In Corwin's lab, researchers created a simple large-scaled system in which the waves they generated represented molecules that would be present in a microscale material. What they did provided a scientific proof-of-concept that is detailed a paper published online ahead of print in the Proceedings of the National Academy of Sciences.
The research shows that the surface of water can be altered to form a two-dimensional metafluid with independent control of effective internal temperature, molecular movement and viscosity so that it takes on the quality of something else. A metafluid is a fluid engineered to have properties not found in nature.
In Corwin’s fluid, the behavior of the fluid is derived not from the microscopic properties of atoms and molecules but rather the macroscopic surface waves, called Faraday waves — named after British scientist Michael Faraday, who first described nonlinear standing waves in a paper published in 1831.
The random interactions of the surface waves on a vibrating dish of water act like a fluid containing properties that are wholly different from those of the underlying water. This metafluid provides independent control of effective internal temperature, molecular movement and viscosity, something impossible in conventional fluids.

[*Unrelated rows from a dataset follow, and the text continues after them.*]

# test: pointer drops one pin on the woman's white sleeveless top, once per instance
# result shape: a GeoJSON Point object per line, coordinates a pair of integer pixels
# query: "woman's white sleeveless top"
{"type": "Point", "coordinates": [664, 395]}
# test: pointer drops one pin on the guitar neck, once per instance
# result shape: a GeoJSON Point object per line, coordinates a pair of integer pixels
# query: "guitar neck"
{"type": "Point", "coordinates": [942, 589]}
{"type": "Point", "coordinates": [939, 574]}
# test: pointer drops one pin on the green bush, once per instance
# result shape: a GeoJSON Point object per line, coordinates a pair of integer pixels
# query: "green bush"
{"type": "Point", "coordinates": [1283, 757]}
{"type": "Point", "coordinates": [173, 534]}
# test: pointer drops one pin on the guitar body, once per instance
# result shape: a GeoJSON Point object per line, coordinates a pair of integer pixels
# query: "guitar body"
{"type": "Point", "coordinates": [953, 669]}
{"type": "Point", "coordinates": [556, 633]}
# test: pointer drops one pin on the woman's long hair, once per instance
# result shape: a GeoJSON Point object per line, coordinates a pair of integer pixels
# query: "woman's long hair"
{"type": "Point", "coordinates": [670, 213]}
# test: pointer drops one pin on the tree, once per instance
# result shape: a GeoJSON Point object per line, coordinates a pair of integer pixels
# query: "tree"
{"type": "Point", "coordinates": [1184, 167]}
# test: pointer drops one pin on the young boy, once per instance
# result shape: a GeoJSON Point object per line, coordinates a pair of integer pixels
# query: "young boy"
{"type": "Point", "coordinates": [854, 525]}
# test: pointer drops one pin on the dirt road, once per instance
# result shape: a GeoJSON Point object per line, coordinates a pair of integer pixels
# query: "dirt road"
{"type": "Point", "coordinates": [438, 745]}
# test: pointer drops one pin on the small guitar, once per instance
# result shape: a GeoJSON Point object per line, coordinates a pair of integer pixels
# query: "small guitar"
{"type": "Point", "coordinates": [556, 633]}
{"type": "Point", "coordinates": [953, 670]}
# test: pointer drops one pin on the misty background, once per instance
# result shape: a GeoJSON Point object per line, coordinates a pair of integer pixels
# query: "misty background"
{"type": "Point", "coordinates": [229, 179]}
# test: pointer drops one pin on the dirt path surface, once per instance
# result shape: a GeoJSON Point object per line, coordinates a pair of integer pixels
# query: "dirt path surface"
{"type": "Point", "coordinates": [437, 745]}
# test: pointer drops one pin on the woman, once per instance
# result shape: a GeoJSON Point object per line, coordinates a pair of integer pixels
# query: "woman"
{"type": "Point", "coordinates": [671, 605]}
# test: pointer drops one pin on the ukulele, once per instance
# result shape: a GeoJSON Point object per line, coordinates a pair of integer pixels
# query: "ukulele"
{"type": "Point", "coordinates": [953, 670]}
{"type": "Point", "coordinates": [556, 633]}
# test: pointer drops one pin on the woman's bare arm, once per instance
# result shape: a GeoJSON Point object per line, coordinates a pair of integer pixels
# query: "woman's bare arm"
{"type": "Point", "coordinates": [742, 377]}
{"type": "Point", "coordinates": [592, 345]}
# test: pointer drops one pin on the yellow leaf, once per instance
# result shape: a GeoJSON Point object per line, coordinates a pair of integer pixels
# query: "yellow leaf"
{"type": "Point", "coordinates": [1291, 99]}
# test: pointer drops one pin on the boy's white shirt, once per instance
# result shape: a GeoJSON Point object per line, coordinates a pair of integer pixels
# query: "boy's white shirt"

"For us, right now, this is a very nice scientific platform for doing future experiments," said Corwin, who also is a member of the UO's Materials Science Institute. "What we might be hinting at here, for the future, is that if you can satisfy some basic criteria then you can construct a completely programmable material. We don't want to just make materials; we want to understand how to make materials do what we want them to do."
The thermal behavior of the everyday world comes from the constant, random motion of atoms and molecules. However, this same sort of constant, random motion is achievable in a macroscopic system such as the water in Corwin's experimental design.
What happens, said the paper's lead author Kyle Welch, a doctoral student in Corwin's lab, is that the Faraday waves interact and collide with one another, creating chaos as some slow down or change directions. "A test particle, floating on the surface, will experience these collisions, causing drag and diffusion properties usually only found in everyday thermal fluids," he said.
To actually make water flow like wine one would need to change the properties of individual molecules. In Welch and Corwin’s system, the researchers easily changed the properties of the surface waves, resulting in easily controllable temperature and viscosity for a secondary metafluid.
Their success in a large-scale system doesn't provide a roadmap to direct technological applications, Corwin said, but it does point toward possibilities for future research.
"Even though the waves are not molecules,” Corwin said, “all of the little waves are acting the same, as if they are in thermal equilibrium. They run around and collide with our tracer particles, causing them to diffuse. If we grab hold of the particles and try to move them, they resist that motion precisely the way that an equilibrium thermal system would."
The finding of the research, Welch said, suggests that the behavior seen in these experiments using water is perhaps universal.
"If you build a system that has the right kind of randomness you can unlock a functionality that a conventional fluid would not have," Welch said. "Material scientists have done amazing things — making alloys and mixing components together to get novel properties — but we'd like to get to a point where we can turn a knob and make a material turn into something new so that it can do something different."
Alexander Liebman-Pelaez of Reed College in Portland, who worked in Corwin's lab while participating in the UO's Research Experience for Undergraduates program sponsored by the Materials Science Institute and National Science Foundation in summer 2015, was a co-author on the paper.
The NSF supported the research through a career award to Corwin.